NASHVILLE, Tenn. – Neatly arranged in the lower right corner of Pacman Jones' locker at the Tennessee Titans facility is a small group of religious symbols, an almost comical sight considering Jones' preoccupation with houses of the unholy.
But for those who might think Jones' absence leaves the Titans' secondary without much hope, let alone a prayer, the truth is Tennessee might be better off. At least that's the belief from the guys who are left to clean up the mess created by Jones' year-long suspension for violation of the league's personal conduct policy.
"Oh yeah, every time we hear, 'Yeah, they lost Pac, they're going to be weak back there,' guys get fired up to prove something," said aptly named safety Chris Hope. "We acknowledge that Pac is a great talent and it's going to be a challenge, but we have guys back here who are out to prove something. Nick Harper is out to prove he's a good man-to-man cover guy because people say he's never done it. Bring that stuff on."

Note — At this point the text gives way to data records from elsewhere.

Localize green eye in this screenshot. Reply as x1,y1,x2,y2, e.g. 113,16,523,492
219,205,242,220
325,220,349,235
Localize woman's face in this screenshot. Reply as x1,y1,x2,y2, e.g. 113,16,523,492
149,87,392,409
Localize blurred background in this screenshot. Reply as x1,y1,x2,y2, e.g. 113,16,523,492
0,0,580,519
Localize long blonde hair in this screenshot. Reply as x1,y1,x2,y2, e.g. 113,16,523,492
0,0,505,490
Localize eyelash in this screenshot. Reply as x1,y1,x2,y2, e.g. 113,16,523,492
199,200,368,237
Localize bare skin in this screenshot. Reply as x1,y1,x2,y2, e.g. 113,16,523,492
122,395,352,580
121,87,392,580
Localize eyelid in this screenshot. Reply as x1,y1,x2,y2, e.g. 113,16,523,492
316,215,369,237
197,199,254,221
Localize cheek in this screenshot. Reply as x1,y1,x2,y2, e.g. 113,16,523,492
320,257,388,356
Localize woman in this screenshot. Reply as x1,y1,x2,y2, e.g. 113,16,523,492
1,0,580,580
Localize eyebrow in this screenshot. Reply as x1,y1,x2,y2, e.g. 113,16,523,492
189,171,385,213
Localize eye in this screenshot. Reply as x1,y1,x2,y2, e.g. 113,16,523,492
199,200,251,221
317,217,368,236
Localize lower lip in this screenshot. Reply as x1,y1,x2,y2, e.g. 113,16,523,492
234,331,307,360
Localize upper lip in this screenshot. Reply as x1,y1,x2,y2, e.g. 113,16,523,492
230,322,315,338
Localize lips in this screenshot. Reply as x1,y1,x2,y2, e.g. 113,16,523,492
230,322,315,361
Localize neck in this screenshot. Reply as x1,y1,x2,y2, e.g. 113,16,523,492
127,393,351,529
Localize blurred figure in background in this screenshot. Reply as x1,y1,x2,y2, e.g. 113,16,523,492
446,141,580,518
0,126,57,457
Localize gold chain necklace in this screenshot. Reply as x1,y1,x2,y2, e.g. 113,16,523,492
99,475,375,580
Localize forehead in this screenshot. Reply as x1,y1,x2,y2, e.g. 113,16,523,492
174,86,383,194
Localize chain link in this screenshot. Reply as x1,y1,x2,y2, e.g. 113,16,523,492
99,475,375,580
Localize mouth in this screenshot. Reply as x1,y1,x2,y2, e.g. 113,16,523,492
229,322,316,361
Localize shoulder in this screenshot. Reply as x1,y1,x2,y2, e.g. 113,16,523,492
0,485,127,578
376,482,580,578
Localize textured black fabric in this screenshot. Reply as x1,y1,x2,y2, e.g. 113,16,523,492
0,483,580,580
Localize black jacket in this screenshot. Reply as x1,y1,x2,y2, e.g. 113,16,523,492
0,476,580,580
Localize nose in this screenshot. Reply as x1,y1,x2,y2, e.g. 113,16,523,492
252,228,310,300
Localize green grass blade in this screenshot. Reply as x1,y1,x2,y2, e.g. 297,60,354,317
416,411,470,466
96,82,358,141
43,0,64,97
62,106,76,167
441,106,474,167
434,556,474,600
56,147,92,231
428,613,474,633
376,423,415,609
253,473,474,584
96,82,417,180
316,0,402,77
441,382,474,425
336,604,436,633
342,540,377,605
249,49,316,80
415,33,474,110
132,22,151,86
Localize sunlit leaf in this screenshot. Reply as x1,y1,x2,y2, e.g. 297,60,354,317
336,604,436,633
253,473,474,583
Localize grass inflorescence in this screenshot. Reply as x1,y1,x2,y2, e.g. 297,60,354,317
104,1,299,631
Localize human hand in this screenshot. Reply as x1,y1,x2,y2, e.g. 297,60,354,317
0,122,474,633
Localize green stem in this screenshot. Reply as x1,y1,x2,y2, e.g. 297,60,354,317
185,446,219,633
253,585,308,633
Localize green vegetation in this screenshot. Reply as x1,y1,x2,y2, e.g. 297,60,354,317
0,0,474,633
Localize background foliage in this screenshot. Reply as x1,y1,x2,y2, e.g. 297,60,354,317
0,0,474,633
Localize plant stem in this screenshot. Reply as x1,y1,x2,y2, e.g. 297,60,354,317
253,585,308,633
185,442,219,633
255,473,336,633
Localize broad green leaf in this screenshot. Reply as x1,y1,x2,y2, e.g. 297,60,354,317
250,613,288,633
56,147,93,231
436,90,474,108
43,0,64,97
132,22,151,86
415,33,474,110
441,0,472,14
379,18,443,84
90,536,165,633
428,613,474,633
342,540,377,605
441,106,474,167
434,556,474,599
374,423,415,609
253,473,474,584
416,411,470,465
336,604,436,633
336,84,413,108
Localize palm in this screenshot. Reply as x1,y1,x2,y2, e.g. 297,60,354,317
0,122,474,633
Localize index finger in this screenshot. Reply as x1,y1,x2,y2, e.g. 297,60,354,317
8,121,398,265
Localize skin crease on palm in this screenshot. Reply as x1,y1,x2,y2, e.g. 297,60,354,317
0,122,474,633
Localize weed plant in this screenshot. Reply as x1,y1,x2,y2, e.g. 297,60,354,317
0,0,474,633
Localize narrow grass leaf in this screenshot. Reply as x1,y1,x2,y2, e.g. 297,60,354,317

Hope and Harper, who was signed away from Indianapolis as a free agent, are joined by an interesting assortment of talent. Ranging from first-round pick Michael Griffin to 2006 seventh-round whippet cornerback Cortland Finnegan, the Titans have some potential in the secondary.
And regardless of how long it takes the new parts to establish cohesion, the unit theoretically can't be worse off than it was last year with Jones.
The Titans, using a bend-but-don't-break philosophy, were last in yards allowed (369.7 per game) in '06. They allowed a league-high 1,062 plays run against them which contributed to them finishing second to last in the league in time of possession (32:50 per game). They allowed opponents to convert 90 of 221 third-down situations, ranking in the bottom quarter of the league.
"I think we had four games where the other team ran 80 plays or more against us and that's absurd," said defensive coordinator Jim Schwartz, an energetic and extremely bright man who presided over the unit when Tennessee made Super Bowl XXXIV with a loaded group and now is juggling a decidedly thinner roster.
No game demonstrated how the Titans played last season better than when they faced Philadelphia. Despite losing quarterback Donovan McNabb early in the game to a knee injury, the Eagles ran 91 offensive plays against Tennessee. Philadelphia dominated possession of the game, converting 10 of 23 third downs and holding the ball for more than 36 minutes.
Still Tennessee won, 31-13, part of a surprising 8-8 season. The deciding factor in that game was four big plays, including an interception of McNabb in the end zone and a 42-yard touchdown return on a fumble.
The game was also a testimony to Jones' impact, both for better and worse. There were times he gambled in coverage, allowing third downs to be converted or putting players around him under more stress.
"He had his reasons for why he was (gambling in coverage), but it was something we were going to talk about him doing less of this season," Titans secondary coach Chuck Cecil said.
The flipside of that is that Jones could change a game with his electric and sometimes unconventional ability, which he showed against the Eagles. In the second half, Tennessee was going for a punt block. The call was for Jones to fair catch because he wasn't going to have much blocking.
Jones opted to change plans and ended up with a 90-yard touchdown return, one of those four plays that turned a game the Titans had little business winning.
"The thing about Pac is that he was really getting better in coverage and if he got his hands on the ball, he was a threat to take it all the way every time," defensive end Kyle Vanden Bosch said. "That's tough to lose, but I've been pleasantly surprised with how we've been working in the secondary. I think all the defensive backs as a group have been really focused on making sure the coverage is good."
Cecil said the group has worked harder than at anytime since he joined the franchise in 2001. "From doing film work to lifting, the entire group has been really focused and it has paid dividends already."
Finnegan is a great example. With Reynaldo Hill nursing an injury, Finnegan has had a chance to show off his stunning footwork and quickness. For the time being, Finnegan is holding off Griffin for the starting weak-side job.
In Jones' old spot on the strong side, Harper has been much more than the Titans expected. Labeled a zone, Cover 2 corner from his days playing with the Colts, Harper has handled all the man-to-man and quarters schemes that the Titans like to play.
"He's been really good at everything, way beyond what anybody thought he would be when we first signed him," Schwartz said. "I joke with him now in practice. He goes out and executes the man coverage or the quarters exactly the way we want and I go over and say, 'Well, looks like we can't play that coverage with you, you're just a Cover 2 corner.'"
Harper has been mystified that he's been labeled strictly a Cover 2 guy.
"All I ever did before I got to the Colts was play man-to-man," Harper said. "I had that down. The hard part for me was going to Indy and learning to play zone. That was really hard."
Standing in front of his locker, Harper shakes his head and chuckles a little at how the image didn't match up with the facts. Sort of like the religious symbols that reside in the locker next to his, it's yet another example of how the image doesn't always match up with the facts.